Les Émirats arabes unis doivent mettre un terme à la détention arbitraire de 60 personnes – dont des militants, des avocats, des étudiants et des enseignants – reconnues coupables d’accusations forgées de toutes pièces à l’issue d’un procès collectif inique dans le cadre de l’affaire dite des « UAE-94 », a déclaré Amnesty International le 2 juillet 2021, à l’occasion du huitième anniversaire du verdict rendu en juillet 2013 et de la neuvième année passée derrière les barreaux pour les prisonniers, arrêtés en 2012.
Amnesty International s’est entretenue avec les familles de six détenus faisant partie de ce groupe de prisonniers. Elles ont décrit la souffrance endurée depuis neuf ans, certains prisonniers étant détenus au secret depuis des années et certains membres de leur famille étant soumis à des actes de représailles.
Le récent décès d’Alaa al Siddiq, morte dans un accident de la route le 19 juin 2021 au Royaume-Uni, a braqué les projecteurs sur le calvaire des familles injustement séparées de leurs êtres chers depuis près de 10 ans. Alaa al Siddiq, directrice exécutive d’ALQST, une ONG de premier plan qui dénonce les violations des droits humains en Arabie saoudite, était aussi la fille de Mohamed al Siddiq, qui compte parmi ce groupe de prisonniers incarcérés à l’issue d’un procès collectif.
« Les prisonniers de ce groupe croupissent derrière les barreaux depuis plus de neuf ans maintenant, certains n’étant même pas autorisés à voir ni à parler à leur famille pendant des années de suite, a déclaré Lynn Maalouf, directrice adjointe du programme Moyen-Orient et Afrique du Nord à Amnesty International.
« Les effets dévastateurs de cette politique cruelle ont sauté aux yeux à la mort d’Alaa al Siddiq, fille de Mohamed al Siddiq, prisonnier qui fait partie de ce groupe. Elle est morte alors qu’elle n’avait pas parlé à son père depuis trois ans puisque les autorités avaient coupé toute communication. »
Les prisonniers de ce groupe croupissent derrière les barreaux depuis plus de neuf ans maintenant, certains n’étant même pas autorisés à voir ni à parler à leur famille pendant des années de suite.
Lynn Maalouf, directrice adjointe du programme Moyen-Orient et Afrique du Nord à Amnesty International
Les incarcérations découlant de ce procès collectif sont arbitraires, car le fait de juger autant d’accusés en même temps ne permet guère de respecter pleinement les normes internationales d’équité des procès, car les charges étaient fondées sur des termes juridiques généraux et vagues qui ne définissent pas de manière satisfaisante une infraction reconnue par le droit international, et car la procédure a été entachée à chaque étape d’une violation des principes juridiques de base, tels que la présentation de mandats, la comparution rapide des détenus devant un tribunal et l’examen équitable des éléments présentés par les accusés.
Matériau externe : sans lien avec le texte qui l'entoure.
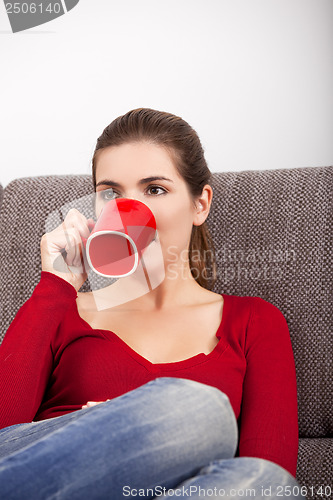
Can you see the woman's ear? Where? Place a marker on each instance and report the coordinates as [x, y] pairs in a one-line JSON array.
[[202, 206]]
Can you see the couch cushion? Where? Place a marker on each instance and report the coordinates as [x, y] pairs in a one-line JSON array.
[[314, 467], [273, 232]]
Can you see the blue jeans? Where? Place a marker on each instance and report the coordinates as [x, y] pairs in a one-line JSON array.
[[168, 434]]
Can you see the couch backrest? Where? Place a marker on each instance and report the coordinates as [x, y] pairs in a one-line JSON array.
[[272, 234]]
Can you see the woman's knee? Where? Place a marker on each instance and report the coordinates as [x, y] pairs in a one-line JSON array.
[[202, 409], [256, 475]]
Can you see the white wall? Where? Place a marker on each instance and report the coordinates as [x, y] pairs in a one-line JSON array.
[[253, 77]]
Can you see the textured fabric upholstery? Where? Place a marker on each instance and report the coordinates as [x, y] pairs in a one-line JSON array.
[[272, 233]]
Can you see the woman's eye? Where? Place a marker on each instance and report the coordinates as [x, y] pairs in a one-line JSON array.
[[108, 194], [157, 187]]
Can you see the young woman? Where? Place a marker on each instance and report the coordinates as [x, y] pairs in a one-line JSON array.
[[179, 392]]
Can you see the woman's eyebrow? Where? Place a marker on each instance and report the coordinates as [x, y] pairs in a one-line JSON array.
[[108, 182]]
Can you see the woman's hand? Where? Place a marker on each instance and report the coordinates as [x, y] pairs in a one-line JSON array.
[[93, 403], [70, 266]]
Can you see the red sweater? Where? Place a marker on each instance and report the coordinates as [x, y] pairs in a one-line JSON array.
[[52, 362]]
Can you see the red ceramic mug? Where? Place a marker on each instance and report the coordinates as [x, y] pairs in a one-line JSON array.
[[124, 228]]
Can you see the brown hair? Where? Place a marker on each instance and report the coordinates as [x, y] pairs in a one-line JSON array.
[[183, 144]]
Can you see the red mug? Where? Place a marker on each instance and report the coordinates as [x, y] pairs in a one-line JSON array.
[[124, 228]]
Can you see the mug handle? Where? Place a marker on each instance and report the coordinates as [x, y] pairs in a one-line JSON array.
[[91, 225]]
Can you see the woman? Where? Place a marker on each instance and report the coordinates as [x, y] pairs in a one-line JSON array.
[[180, 389]]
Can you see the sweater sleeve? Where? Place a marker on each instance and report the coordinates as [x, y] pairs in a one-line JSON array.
[[269, 421], [26, 357]]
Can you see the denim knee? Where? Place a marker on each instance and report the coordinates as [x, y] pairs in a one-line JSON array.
[[265, 476], [194, 386]]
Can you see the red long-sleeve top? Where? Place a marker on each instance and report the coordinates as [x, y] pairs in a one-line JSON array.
[[52, 362]]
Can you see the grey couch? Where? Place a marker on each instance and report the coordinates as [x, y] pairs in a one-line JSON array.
[[272, 231]]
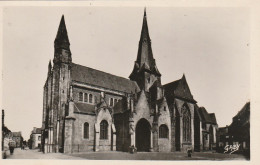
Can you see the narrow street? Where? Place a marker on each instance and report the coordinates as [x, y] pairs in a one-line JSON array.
[[35, 154]]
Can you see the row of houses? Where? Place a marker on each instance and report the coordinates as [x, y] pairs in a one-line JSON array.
[[8, 135], [35, 139], [237, 134]]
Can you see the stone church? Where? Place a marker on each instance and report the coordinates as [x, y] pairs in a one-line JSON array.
[[90, 110]]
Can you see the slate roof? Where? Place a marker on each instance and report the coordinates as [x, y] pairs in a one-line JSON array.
[[172, 85], [206, 117], [120, 106], [177, 89], [84, 108], [91, 76]]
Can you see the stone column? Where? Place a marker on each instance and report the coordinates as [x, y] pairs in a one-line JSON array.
[[51, 139], [151, 142], [57, 138], [46, 146], [96, 137], [181, 134], [201, 137], [114, 137], [192, 133], [154, 139], [68, 140], [132, 132]]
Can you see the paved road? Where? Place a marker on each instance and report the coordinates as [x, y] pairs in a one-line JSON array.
[[35, 154], [158, 156]]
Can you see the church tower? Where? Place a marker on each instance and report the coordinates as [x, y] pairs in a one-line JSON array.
[[145, 71], [60, 85]]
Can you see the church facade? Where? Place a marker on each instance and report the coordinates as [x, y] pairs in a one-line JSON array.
[[89, 110]]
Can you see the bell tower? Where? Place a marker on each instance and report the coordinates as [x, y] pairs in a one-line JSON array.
[[145, 71]]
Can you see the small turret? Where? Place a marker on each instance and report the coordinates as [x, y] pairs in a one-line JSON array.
[[145, 71], [62, 44]]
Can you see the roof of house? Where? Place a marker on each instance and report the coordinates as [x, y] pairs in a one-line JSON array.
[[172, 85], [120, 106], [213, 118], [91, 76], [84, 108], [178, 89], [206, 117]]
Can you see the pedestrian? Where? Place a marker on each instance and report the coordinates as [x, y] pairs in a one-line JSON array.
[[189, 151], [11, 149]]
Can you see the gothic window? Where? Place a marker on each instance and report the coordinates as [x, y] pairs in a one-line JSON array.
[[163, 131], [85, 97], [103, 129], [111, 103], [186, 119], [86, 130], [90, 98], [80, 96]]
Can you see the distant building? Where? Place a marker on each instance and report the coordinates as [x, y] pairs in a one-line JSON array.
[[205, 125], [238, 132], [35, 138], [17, 137]]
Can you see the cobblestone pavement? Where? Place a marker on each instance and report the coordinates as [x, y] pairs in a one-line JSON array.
[[158, 156], [35, 154]]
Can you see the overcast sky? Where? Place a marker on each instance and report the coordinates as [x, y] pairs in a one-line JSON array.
[[209, 45]]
Nombre d’entre eux ont été incarcérés uniquement pour avoir exprimé pacifiquement des opinions politiques. Amnesty International a publié un rapport exhaustif faisant le point sur les violations du droit à un procès équitable en 2014 et le Groupe de travail des Nations unies sur la détention arbitraire a conclu que la détention de toutes les personnes concernées dans cette affaire était arbitraire.
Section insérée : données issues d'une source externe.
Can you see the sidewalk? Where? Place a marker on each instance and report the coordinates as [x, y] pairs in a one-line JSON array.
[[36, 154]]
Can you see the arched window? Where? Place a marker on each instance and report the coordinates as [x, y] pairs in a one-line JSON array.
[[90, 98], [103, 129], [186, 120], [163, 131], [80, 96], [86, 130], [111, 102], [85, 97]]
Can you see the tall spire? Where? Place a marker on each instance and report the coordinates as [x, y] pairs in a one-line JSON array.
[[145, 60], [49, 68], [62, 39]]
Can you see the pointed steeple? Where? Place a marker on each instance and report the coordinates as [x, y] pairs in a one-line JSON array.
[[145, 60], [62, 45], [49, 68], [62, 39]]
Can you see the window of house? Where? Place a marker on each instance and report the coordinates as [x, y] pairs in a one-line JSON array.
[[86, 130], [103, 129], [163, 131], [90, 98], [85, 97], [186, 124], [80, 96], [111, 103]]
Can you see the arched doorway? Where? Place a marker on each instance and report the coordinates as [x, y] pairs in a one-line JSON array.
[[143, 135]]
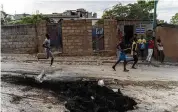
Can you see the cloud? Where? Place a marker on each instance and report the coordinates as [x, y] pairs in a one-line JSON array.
[[165, 10]]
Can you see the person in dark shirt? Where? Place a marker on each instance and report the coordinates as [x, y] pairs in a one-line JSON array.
[[134, 52], [46, 45], [122, 56]]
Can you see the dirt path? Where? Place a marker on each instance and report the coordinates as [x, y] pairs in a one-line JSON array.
[[154, 88]]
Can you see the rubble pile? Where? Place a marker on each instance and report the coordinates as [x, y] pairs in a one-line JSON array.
[[82, 96]]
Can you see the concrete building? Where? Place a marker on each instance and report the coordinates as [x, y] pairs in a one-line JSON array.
[[20, 16], [71, 15], [127, 28]]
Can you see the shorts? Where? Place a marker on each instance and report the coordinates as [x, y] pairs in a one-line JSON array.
[[122, 56], [49, 53]]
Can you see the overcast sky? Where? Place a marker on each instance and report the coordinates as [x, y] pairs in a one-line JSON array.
[[166, 8]]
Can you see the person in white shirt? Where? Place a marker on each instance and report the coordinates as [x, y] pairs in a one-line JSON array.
[[46, 45], [160, 51]]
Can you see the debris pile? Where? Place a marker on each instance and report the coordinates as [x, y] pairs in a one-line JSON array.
[[89, 97], [82, 96]]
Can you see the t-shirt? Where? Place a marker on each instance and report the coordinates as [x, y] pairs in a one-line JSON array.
[[160, 46], [151, 44], [141, 41], [47, 43], [122, 46], [134, 48]]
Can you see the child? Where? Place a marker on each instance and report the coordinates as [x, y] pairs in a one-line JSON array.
[[150, 50], [122, 56], [46, 45]]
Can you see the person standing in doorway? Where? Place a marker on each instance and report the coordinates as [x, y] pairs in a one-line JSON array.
[[160, 51], [150, 50], [122, 56], [142, 43], [46, 45], [134, 52]]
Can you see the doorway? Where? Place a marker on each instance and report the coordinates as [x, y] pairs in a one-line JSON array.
[[129, 32]]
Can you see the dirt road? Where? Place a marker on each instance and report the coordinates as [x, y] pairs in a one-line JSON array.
[[154, 88]]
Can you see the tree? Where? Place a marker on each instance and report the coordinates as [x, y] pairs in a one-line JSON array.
[[174, 19], [160, 21], [31, 19], [140, 10]]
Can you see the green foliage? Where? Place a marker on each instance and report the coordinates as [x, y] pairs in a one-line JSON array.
[[160, 21], [140, 10], [101, 21], [174, 19], [31, 20]]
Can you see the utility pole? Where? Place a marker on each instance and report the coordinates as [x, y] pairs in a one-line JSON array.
[[2, 7], [154, 16]]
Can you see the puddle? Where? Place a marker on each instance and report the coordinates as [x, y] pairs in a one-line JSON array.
[[78, 95]]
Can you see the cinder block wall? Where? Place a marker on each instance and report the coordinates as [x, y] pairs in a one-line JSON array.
[[169, 38], [18, 39], [110, 36], [77, 37]]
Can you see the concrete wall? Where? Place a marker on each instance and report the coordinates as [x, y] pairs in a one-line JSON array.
[[18, 39], [169, 38], [110, 36], [77, 37]]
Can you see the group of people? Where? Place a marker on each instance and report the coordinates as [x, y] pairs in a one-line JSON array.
[[139, 46], [122, 50]]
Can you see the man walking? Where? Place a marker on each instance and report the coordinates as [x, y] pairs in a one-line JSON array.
[[150, 50], [142, 43], [46, 45], [134, 52], [160, 51]]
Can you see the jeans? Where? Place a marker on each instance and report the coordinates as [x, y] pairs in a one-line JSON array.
[[161, 56], [150, 53]]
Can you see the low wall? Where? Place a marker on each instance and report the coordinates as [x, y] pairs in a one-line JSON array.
[[18, 39], [77, 37]]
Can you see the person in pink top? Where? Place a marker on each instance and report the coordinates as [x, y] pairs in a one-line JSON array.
[[150, 50]]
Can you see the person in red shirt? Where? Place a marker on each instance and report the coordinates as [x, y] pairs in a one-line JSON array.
[[150, 50]]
Le gouvernement des Émirats arabes unis a retiré à Alaa al Siddiq et à ses neuf frères et sœurs leur nationalité en mars 2016, expliquant à l’ONU qu’il les avait « déchus » de leur nationalité car celle de leur père avait été « révoquée ». Alaa al Siddiq s’est enfuie au Qatar en 2012, puis est partie au Royaume-Uni en 2019.
Mohamed al Siddiq a été condamné à une peine de 10 ans d’emprisonnement à l’issue du procès collectif des « UAE-94 ». Auparavant, il avait été déchu de sa nationalité en décembre 2011, après qu’il eut signé une pétition réclamant des réformes démocratiques. Les autorités ont déclaré qu’elles révoquaient sa nationalité car il était lié à des « organisations et personnalités suspectes au niveau régional et international ».
Avant sa mort, Alaa al Siddiq avait déclaré à Amnesty International que personne dans sa famille proche n’avait pu parler à son père, Mohamed al Siddiq, depuis 2018, moment où le gouvernement avait coupé toutes les communications avec lui.
Le gendre de Mohamed al Siddiq, Omran al Rudwan, a également été déclaré coupable lors de ce procès. Alors qu’il a fini de purger sa peine de sept ans de prison en 2019, il est maintenu en détention à la prison d’Al Razeen, au titre de la loi relative à la lutte contre le terrorisme, qui autorise l’État à maintenir en détention sans limitation de durée les personnes « adoptant un mode de pensée extrémiste ou terroriste ». Le gouvernement a libéré d’autres prisonniers émiriens classés dans cette catégorie après qu’ils sont apparus dans des vidéos et ont présenté des « aveux » ; ces déclarations ont été mises en ligne sur des pages progouvernementales des réseaux sociaux.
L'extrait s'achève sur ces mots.